The barriers aren’t just political; they’re structural.

  • Defence dependence: Our kit, our systems, our doctrine - so much of it is US-linked. Unpicking that isn’t a policy tweak; it’s a rebuild.
  • Intelligence integration: We’ve plugged ourselves into shared systems for decades. Walking away means losing access we’ve come to rely on.
  • Strategic anxiety: The Indo-Pacific isn’t calm. When things feel risky, governments cling harder to familiar anchors.
  • Economic entanglement: Investment, trade, and markets all factor into how bold any government is willing to be.
  • Political comfort: Saying 'the alliance is non-negotiable' is easier than explaining a long, messy transition to something more independent.

None of this makes autonomy impossible. It just means it’s not a switch you flip, it’s a system you redesign.

What it would actually take to change course

If we were serious about becoming more strategically autonomous, it would look less like a dramatic break and more like a decade-plus of deliberate, boring, disciplined work.

  • Building sovereign capability: Investing in our own surveillance, satellites, cyber, and defence manufacturing so we’re not permanently renting our backbone from someone else.
  • Diversifying partnerships: Deepening ties with Japan, India, ASEAN, the Pacific - so we’re part of a web, not a single chain.
  • Rewriting doctrine: Updating how we think about defence and foreign policy so 'alliance first' isn’t the only lens.
  • Economic resilience: Strengthening local industry and broadening trade so we’re less exposed to any one partner’s mood swings.
  • Public honesty: Having grown-up conversations about risk, cost, and identity instead of treating the alliance as a sacred relic.

It’s not glamorous. It’s spreadsheets, infrastructure, diplomacy, and a lot of political spine.

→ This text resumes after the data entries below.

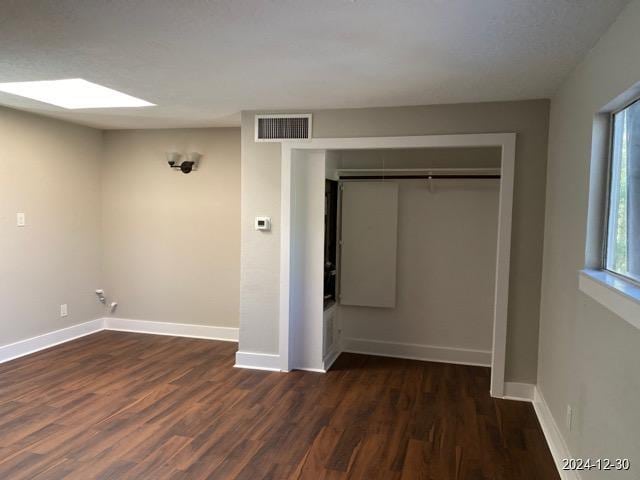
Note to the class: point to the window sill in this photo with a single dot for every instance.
(616, 294)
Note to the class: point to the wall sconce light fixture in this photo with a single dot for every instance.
(186, 166)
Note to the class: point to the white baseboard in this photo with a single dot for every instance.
(258, 361)
(47, 340)
(410, 351)
(519, 391)
(50, 339)
(174, 329)
(555, 440)
(331, 357)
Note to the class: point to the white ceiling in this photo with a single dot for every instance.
(203, 61)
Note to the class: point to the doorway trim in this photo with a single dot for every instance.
(507, 144)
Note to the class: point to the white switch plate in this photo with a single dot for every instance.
(263, 224)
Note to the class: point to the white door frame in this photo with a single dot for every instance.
(507, 143)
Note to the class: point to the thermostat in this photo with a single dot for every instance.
(263, 223)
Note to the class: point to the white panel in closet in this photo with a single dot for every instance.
(369, 244)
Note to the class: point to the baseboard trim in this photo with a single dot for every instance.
(428, 353)
(50, 339)
(555, 440)
(258, 361)
(524, 392)
(330, 358)
(41, 342)
(206, 332)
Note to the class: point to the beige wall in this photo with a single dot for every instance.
(260, 258)
(589, 357)
(172, 241)
(49, 170)
(445, 283)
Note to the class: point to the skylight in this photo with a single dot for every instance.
(73, 93)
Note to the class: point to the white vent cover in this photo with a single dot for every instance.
(283, 126)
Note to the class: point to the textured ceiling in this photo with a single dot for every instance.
(202, 62)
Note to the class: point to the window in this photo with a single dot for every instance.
(623, 226)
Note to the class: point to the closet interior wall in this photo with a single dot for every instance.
(446, 257)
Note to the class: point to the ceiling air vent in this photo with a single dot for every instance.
(283, 126)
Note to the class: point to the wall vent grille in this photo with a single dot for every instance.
(275, 128)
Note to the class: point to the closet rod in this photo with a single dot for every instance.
(415, 177)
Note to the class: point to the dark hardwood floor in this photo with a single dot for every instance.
(130, 406)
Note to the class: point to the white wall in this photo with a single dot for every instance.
(172, 241)
(589, 358)
(50, 170)
(260, 254)
(445, 269)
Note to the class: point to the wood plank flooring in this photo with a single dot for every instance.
(129, 406)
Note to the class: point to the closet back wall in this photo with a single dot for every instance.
(445, 266)
(172, 241)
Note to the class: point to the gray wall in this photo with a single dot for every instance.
(260, 257)
(172, 241)
(588, 358)
(49, 170)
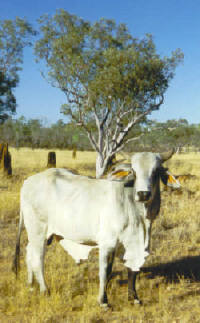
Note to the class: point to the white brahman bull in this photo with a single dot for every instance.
(86, 212)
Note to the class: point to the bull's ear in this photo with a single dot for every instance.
(121, 175)
(169, 179)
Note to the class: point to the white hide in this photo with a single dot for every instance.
(81, 209)
(76, 250)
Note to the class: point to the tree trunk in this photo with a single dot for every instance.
(103, 165)
(100, 166)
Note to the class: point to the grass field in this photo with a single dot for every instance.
(168, 285)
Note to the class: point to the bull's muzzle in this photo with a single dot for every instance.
(143, 196)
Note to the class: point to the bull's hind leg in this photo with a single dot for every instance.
(36, 231)
(106, 258)
(132, 293)
(35, 264)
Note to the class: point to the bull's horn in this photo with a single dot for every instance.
(166, 155)
(125, 155)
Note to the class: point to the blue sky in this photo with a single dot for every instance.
(173, 24)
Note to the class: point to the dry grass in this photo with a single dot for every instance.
(169, 284)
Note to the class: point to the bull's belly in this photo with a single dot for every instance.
(81, 228)
(76, 250)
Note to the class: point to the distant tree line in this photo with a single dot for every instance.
(153, 135)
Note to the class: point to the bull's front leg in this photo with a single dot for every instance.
(132, 294)
(106, 258)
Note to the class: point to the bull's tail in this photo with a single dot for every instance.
(15, 266)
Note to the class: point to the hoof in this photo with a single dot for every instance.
(137, 302)
(105, 306)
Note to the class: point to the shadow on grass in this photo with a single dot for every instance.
(188, 267)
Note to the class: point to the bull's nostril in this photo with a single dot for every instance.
(144, 195)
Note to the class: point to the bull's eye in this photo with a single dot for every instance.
(155, 174)
(134, 174)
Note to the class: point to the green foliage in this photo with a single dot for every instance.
(14, 36)
(7, 98)
(101, 65)
(156, 136)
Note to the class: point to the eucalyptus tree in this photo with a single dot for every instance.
(112, 80)
(14, 36)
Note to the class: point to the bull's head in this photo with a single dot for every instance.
(145, 172)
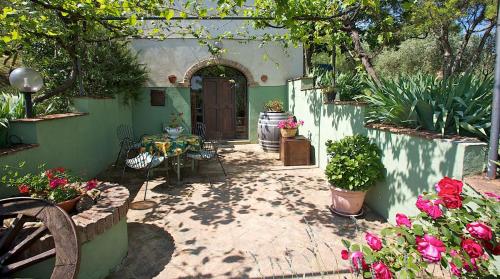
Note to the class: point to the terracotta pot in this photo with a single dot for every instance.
(69, 205)
(345, 201)
(288, 133)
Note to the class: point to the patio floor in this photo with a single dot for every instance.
(262, 220)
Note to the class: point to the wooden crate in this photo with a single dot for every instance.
(295, 151)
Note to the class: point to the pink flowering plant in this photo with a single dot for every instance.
(454, 235)
(290, 123)
(55, 185)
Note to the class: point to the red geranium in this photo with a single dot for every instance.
(472, 248)
(23, 189)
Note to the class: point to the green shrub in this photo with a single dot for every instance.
(355, 164)
(456, 106)
(350, 86)
(11, 107)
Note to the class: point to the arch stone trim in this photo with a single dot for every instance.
(186, 82)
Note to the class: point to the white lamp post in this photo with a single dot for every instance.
(28, 81)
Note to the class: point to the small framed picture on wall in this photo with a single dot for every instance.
(157, 98)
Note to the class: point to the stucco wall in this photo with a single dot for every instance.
(413, 164)
(84, 144)
(148, 119)
(176, 56)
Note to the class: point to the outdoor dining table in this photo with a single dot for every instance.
(170, 147)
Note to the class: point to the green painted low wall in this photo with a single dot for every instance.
(85, 144)
(99, 256)
(413, 164)
(148, 119)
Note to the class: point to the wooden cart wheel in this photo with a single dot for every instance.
(16, 237)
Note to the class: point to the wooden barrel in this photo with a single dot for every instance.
(269, 133)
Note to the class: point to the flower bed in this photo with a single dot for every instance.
(455, 232)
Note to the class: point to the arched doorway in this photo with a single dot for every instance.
(219, 100)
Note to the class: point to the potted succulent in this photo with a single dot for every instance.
(174, 128)
(56, 185)
(354, 166)
(289, 126)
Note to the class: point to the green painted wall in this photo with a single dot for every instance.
(84, 144)
(98, 257)
(413, 164)
(148, 119)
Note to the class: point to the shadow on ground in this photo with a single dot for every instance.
(262, 220)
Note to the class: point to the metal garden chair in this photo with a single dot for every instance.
(200, 130)
(208, 151)
(143, 161)
(125, 133)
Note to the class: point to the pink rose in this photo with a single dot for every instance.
(345, 254)
(54, 183)
(448, 186)
(381, 271)
(479, 231)
(452, 201)
(431, 208)
(373, 241)
(358, 260)
(493, 195)
(455, 270)
(91, 184)
(403, 220)
(472, 248)
(430, 248)
(470, 266)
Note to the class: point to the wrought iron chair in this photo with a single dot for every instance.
(208, 151)
(125, 133)
(145, 161)
(200, 130)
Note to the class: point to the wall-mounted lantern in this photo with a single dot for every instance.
(28, 81)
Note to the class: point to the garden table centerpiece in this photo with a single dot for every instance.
(174, 128)
(170, 147)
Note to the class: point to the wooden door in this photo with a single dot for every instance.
(219, 108)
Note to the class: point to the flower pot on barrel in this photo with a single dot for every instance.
(174, 128)
(289, 127)
(268, 131)
(355, 166)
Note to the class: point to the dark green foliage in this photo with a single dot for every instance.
(455, 106)
(108, 69)
(350, 86)
(355, 163)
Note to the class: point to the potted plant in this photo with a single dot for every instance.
(267, 130)
(274, 106)
(56, 185)
(174, 128)
(288, 127)
(11, 107)
(355, 165)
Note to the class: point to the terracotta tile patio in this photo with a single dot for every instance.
(262, 220)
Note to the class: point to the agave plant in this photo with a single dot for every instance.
(458, 106)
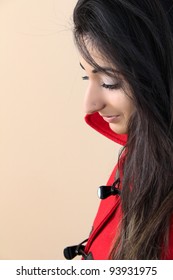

Where we’d be positioned if we took the jump

If we did the work and actually shifted, I don’t see Australia ending up isolated. I see us landing as a more confident, regionally grounded middle power that isn’t automatically defined by Washington or Beijing.

We’d be:

  • More independent: Able to say yes or no to big-power agendas without it feeling like treason to our own story.
  • Regionally central: A stabiliser in the Indo-Pacific, not just a southern outpost of someone else’s strategy.
  • Economically integrated with Asia: Still trading with everyone, but less emotionally tethered to one 'protector'.
  • A credible bridge: Trusted enough to host conversations, mediate tensions & act as a connector rather than a proxy.

Not anti-US. Not pro-China. Not non-aligned in a performative way. Just Australia, on our own terms, with our eyes open.

Why I keep coming back to this

I don’t expect overnight transformation, and I’m not naïve about the risks. But I also don’t buy the idea that our only choices are 'cling to the US no matter what' or 'drift into chaos'. There’s a middle path where we grow up strategically, invest in ourselves, and still cooperate with whoever it makes sense to cooperate with.

For me, the real question isn’t “Can we afford to be more autonomous?” It’s “How long can we afford not to be?” Because the world is shifting whether we move or not, and I’d rather we were steering than just hanging on to someone else’s wheel.